Moscow has filed its first case with the World Trade Organization against the European Union, saying it was unfairly charging Russian companies hundreds of millions of dollars for allegedly reducing energy prices in global markets.
The request for formal consultations is the first step in the WTO's dispute settlement mechanism, Interfax reports on Monday.
Under the WTO rules, the consultations must take place within 60 days from the date of the application, which means it’ll most likely to kick off immediately after the New Year holidays.
"The EU's unfair dumping practices were the discussion topic at numerous expert consultations, at virtually every high-level meeting, at EU courts, but it never led to a change in the position of our main trading partner. In circumstances when other means of settling the issue have been exhausted, appeal to WTO procedures is a forced, but necessary measure for restoring normal trade terms with the EU," Interfax quotes its source as saying.
Dumping is a term used to describe the trading practice when goods are sold abroad below the average price on the exporter’s domestic market. If such dumping is proved to harm the industry of the importer, special protectionist measures like higher import tariffs may be imposed.
The EU has been applying so–called energy adjustments on Russian companies accusing them of dumping. However, Russia says the block didn’t take into account prices on the domestic market, as required by international trade law.
Even though Russia achieved the status of a market economy in 2002, the EU has kept on viewing it as a country with a non-market economy, and determined whether dumping had occurred by comparing the price of Russian exports with prices on the domestic markets in third countries.
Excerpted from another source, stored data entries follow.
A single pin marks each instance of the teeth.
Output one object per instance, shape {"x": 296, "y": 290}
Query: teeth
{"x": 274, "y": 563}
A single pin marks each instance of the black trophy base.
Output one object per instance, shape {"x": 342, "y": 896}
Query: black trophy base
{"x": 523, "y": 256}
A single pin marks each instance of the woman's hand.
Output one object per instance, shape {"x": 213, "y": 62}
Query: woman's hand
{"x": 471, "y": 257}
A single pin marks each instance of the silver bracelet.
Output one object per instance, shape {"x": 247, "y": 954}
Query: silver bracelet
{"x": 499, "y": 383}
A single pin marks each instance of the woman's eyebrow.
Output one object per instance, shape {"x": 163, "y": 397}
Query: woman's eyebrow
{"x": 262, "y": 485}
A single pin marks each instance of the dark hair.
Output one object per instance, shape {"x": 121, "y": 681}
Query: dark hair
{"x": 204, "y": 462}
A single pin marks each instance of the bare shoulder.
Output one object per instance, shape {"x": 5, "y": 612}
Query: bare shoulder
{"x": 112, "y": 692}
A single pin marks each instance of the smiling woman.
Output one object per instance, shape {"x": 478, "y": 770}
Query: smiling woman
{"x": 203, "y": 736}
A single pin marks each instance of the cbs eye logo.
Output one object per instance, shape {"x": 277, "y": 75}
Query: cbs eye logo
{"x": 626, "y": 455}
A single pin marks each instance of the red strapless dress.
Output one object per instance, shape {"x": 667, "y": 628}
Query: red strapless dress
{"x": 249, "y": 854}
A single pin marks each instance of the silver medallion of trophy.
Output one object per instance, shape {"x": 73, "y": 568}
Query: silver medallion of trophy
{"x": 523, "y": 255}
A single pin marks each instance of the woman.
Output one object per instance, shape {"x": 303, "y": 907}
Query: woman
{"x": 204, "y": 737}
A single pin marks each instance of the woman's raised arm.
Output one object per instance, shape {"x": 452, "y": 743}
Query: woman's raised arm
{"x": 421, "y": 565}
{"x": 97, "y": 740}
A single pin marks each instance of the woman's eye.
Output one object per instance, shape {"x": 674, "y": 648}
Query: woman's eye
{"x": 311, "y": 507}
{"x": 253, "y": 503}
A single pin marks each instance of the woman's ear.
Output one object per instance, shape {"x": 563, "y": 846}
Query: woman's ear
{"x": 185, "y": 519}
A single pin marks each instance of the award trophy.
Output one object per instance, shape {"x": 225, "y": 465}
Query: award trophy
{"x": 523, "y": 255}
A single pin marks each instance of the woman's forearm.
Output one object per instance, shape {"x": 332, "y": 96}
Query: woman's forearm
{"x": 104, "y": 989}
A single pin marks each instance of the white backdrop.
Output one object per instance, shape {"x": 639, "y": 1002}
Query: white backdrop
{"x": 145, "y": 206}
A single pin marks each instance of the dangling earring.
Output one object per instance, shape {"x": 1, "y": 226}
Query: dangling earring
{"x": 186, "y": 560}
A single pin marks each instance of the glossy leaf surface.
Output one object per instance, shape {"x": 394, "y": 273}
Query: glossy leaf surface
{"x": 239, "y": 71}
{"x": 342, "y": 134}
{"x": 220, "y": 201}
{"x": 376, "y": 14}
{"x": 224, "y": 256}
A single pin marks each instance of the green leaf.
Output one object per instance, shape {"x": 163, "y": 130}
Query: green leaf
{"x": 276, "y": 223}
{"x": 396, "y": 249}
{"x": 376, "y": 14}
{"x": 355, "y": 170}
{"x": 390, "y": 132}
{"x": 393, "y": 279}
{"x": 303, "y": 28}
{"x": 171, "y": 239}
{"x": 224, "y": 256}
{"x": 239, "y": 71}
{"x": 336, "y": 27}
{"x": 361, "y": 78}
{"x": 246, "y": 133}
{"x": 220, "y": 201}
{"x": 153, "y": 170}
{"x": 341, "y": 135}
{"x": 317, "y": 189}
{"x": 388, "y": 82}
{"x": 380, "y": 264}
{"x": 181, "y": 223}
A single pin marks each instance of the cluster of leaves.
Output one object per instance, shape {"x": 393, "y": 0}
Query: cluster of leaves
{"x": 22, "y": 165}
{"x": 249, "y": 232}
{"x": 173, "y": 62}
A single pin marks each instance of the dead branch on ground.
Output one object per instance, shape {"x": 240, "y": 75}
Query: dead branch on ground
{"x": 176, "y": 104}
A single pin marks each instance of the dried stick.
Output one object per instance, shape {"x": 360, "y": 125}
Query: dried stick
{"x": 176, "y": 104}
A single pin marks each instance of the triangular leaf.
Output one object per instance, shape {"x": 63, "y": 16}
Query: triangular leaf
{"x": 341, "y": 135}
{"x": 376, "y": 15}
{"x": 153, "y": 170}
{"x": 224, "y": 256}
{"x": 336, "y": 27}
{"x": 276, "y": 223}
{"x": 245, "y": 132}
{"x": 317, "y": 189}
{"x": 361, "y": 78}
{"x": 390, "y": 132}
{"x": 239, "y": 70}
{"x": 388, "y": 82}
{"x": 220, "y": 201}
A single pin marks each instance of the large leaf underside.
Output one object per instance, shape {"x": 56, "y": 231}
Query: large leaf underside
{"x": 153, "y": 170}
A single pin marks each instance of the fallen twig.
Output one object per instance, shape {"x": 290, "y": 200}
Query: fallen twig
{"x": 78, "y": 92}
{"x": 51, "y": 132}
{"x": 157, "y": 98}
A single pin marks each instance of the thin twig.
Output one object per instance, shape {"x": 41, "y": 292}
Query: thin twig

This approach hurt Russian exporters and, from Russia's standpoint, violated EU commitments under the 1994 EU-Russia partnership and cooperation agreement. Under that agreement, the EU was to apply anti-dumping measures in accordance with the requirements of GATT and take into account Russia's natural competitive advantages, including access to cheap feedstock.
Overall, the EU initiated 17 anti-dumping cases against Russia between 1995 and 2012, according to the Economic Development Ministry, in Russia's view the majority of them against international law. As a result, producers of Russian fertilizer alloyed steel, cables, pipes, and various other steel products and aluminum foil suffered damages amounting to hundreds of millions of dollars, the ministry said.